Tag the elfs...but don't hit Santa! Get over 3,000 points, for a printable certificate, presented by Buddy the elf. I beat it with a score of 3,075...but Santa is hurting...lol. Have some fun!
http://www.elfmovie.com/swf/snowball_fight/index.html


----------



## Ringo (Apr 10, 2006)

I can't get this game, that stupid santa always moves into the way


----------



## Fishnut2 (Jan 18, 2005)

Waste him...LOL


----------



## Ringo (Apr 10, 2006)

Uh-oh........ I think I killed Santa


----------



## fish_doc (Jan 31, 2005)

DOH!!!


----------



## denise86 (Nov 13, 2006)

it's so addicting!!!
you just keep trying until you get it, and then... you just wanna play all over again.


----------



## Fishnut2 (Jan 18, 2005)

LOL,
I've beat it several times now.
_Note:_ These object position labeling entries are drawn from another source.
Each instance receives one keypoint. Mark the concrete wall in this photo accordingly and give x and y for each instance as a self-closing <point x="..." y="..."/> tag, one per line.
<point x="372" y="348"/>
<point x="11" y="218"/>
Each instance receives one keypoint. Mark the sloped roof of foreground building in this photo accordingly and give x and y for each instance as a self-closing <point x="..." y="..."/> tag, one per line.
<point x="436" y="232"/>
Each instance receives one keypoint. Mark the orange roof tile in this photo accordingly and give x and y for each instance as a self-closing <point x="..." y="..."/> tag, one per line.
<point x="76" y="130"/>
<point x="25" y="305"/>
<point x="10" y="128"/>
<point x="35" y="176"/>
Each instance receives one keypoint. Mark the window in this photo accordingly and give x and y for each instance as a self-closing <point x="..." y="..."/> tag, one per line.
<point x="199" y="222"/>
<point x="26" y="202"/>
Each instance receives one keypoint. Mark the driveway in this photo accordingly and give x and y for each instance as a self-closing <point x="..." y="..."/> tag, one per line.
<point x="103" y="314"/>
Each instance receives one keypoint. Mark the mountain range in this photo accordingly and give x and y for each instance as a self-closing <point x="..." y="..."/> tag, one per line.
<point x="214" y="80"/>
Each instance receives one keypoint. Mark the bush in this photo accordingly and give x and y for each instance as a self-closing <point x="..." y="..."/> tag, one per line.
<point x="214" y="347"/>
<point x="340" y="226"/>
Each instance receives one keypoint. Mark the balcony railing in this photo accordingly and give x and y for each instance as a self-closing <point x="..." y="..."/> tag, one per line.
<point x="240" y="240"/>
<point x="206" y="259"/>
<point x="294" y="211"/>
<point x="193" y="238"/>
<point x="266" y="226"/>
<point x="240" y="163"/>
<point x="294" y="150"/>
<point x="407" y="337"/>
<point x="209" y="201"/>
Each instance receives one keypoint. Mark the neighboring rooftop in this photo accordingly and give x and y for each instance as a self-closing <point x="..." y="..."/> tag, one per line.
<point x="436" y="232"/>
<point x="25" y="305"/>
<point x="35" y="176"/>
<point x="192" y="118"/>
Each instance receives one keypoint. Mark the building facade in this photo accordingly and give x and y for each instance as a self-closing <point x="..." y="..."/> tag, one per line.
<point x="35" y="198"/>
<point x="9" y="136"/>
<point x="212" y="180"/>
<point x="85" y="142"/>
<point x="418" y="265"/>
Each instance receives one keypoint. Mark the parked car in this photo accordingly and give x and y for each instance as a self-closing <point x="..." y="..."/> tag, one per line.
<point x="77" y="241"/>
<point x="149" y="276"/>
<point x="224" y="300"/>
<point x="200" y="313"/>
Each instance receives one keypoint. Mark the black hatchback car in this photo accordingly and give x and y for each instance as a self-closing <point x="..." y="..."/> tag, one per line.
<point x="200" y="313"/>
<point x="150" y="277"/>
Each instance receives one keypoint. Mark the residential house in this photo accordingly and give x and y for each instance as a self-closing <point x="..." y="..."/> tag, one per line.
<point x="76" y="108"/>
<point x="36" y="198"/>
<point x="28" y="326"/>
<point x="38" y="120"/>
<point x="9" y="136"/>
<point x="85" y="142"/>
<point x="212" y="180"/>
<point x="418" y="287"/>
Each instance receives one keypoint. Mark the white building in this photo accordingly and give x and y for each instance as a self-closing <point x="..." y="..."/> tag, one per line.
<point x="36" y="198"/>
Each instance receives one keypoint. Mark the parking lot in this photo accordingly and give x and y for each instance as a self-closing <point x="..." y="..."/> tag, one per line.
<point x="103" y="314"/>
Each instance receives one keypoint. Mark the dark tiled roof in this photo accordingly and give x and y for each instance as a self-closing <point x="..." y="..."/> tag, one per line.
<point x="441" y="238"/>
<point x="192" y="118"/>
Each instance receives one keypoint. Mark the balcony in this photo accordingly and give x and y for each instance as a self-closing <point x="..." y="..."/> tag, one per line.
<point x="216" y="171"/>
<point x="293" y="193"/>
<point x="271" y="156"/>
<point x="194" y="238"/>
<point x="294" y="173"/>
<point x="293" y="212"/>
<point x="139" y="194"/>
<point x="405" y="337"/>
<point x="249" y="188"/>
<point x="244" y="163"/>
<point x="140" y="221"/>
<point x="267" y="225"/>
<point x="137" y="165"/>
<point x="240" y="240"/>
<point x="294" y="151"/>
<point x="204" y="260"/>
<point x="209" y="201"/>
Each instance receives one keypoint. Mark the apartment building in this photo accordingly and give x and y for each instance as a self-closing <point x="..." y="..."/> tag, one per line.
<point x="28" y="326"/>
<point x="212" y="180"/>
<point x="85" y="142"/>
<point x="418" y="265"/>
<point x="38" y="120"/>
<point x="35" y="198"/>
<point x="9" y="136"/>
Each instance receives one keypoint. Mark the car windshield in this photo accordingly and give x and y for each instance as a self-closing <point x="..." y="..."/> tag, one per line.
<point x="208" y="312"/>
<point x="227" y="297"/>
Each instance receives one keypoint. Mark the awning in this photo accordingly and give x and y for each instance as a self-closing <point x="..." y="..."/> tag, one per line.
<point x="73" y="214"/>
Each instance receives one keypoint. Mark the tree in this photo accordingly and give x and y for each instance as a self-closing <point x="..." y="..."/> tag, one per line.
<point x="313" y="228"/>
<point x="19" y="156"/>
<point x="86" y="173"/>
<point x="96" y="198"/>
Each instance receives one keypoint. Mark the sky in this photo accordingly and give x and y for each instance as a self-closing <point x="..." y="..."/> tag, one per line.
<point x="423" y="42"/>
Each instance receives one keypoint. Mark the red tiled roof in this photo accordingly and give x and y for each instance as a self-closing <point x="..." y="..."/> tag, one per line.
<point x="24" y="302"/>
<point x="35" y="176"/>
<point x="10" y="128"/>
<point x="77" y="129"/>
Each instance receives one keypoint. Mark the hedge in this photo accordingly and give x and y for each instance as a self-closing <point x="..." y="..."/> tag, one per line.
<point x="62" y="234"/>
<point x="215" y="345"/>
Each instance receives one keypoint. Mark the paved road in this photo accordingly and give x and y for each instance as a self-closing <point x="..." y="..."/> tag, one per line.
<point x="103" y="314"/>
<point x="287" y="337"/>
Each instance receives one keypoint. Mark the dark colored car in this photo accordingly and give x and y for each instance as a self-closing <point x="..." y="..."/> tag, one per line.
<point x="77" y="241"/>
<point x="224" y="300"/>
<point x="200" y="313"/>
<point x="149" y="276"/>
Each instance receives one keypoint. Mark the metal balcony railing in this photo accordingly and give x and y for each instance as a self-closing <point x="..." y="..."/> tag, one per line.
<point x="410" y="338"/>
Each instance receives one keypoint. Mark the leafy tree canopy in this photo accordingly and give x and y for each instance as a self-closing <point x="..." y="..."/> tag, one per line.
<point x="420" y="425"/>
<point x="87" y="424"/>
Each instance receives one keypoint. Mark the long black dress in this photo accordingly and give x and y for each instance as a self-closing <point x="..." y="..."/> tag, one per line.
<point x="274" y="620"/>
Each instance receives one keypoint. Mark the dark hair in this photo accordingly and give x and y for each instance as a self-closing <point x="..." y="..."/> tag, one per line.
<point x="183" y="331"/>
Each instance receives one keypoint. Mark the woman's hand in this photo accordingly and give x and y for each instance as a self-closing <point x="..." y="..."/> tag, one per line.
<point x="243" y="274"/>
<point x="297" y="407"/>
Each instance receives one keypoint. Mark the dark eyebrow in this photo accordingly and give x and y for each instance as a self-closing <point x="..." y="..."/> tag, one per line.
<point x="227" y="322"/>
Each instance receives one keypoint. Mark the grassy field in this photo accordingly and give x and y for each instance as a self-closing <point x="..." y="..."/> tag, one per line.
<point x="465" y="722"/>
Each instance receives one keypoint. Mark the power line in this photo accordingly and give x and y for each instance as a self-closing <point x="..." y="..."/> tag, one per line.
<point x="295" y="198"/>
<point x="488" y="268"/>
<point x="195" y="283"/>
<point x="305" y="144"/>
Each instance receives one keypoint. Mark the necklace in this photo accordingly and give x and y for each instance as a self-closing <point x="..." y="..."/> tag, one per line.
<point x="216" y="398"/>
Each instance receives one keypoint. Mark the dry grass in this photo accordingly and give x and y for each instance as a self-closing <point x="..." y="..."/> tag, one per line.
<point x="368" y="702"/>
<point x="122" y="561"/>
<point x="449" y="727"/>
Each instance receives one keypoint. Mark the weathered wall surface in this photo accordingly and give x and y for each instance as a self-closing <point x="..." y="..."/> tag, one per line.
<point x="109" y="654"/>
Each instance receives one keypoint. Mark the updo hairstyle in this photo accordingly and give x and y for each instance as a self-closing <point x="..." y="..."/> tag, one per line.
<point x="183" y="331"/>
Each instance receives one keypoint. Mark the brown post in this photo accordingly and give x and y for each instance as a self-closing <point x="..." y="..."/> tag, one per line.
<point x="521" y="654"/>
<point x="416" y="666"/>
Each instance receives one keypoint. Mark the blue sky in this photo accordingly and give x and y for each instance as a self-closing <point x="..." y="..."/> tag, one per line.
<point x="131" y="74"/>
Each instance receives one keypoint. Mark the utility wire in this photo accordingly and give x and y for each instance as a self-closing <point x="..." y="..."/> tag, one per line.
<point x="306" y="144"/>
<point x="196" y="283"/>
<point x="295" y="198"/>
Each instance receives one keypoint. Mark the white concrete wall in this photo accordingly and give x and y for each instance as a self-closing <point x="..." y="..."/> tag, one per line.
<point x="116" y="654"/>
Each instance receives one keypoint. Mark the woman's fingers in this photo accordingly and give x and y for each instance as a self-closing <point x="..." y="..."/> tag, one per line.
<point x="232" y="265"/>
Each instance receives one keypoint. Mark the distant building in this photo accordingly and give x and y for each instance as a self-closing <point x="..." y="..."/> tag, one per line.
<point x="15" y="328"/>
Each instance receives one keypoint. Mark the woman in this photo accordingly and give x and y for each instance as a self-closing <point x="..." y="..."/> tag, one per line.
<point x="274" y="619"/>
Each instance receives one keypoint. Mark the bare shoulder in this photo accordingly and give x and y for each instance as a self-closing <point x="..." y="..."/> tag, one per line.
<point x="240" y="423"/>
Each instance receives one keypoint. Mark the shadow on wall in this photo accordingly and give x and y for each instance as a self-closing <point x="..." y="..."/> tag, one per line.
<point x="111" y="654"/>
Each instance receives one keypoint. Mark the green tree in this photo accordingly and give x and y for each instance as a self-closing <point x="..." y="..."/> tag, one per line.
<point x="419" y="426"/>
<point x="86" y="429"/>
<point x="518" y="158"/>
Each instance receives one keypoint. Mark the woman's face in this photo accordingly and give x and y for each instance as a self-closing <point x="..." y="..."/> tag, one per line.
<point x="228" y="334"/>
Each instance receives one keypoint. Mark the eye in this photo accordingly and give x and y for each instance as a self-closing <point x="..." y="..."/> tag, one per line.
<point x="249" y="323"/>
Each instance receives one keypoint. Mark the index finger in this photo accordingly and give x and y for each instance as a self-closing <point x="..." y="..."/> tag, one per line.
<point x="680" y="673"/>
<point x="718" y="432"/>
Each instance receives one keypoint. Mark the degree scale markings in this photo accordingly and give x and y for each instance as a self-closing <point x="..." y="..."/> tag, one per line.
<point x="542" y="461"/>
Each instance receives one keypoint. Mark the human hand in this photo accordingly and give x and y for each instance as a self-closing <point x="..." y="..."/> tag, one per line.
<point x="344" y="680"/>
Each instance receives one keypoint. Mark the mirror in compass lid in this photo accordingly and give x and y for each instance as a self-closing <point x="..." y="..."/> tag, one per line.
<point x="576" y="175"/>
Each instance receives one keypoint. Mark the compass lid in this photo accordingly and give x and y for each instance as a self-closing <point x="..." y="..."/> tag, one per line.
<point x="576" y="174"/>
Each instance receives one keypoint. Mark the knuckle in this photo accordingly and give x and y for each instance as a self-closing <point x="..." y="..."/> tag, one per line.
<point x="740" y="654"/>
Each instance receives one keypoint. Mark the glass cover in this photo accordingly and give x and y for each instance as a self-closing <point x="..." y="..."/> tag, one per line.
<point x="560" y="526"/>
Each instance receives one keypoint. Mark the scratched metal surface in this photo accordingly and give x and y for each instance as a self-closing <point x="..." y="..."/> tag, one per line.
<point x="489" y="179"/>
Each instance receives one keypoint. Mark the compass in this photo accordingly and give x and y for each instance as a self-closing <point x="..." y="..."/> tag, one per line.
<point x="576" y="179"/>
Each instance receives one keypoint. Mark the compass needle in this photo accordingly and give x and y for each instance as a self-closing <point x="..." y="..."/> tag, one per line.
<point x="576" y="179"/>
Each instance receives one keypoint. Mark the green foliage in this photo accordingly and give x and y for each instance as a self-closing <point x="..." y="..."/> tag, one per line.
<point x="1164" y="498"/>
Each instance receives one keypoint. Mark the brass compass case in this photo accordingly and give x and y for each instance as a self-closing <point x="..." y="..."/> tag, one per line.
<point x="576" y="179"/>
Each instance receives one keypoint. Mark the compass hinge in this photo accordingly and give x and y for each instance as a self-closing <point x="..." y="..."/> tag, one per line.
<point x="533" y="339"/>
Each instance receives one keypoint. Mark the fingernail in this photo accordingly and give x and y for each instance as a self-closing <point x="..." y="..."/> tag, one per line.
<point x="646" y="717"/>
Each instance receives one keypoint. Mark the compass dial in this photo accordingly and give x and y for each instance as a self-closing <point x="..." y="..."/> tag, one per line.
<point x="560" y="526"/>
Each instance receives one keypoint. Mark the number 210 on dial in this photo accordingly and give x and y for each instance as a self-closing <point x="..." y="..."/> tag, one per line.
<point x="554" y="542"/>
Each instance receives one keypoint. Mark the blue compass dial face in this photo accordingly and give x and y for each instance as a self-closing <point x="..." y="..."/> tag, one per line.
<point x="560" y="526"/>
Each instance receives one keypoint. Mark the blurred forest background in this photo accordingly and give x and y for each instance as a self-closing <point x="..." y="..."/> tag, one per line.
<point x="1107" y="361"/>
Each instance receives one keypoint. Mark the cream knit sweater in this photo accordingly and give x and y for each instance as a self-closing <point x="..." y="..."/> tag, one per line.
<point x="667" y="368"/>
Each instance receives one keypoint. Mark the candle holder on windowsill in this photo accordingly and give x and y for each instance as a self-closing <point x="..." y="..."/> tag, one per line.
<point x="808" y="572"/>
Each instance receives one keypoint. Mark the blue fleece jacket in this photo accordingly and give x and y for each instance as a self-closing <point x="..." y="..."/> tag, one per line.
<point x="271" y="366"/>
My strategy is multiple shots on the 50 point targets. If you are quick, you can hit it several times before it moves. My best is 5 hits (250 points) before it ducked.
Happy Holidays!


----------



## Kyoberr (Dec 6, 2006)

I did it for a few minutes, but I really didn't have that much time.


----------



## goodie (Sep 2, 2005)

Yippie! :mrgreen:


----------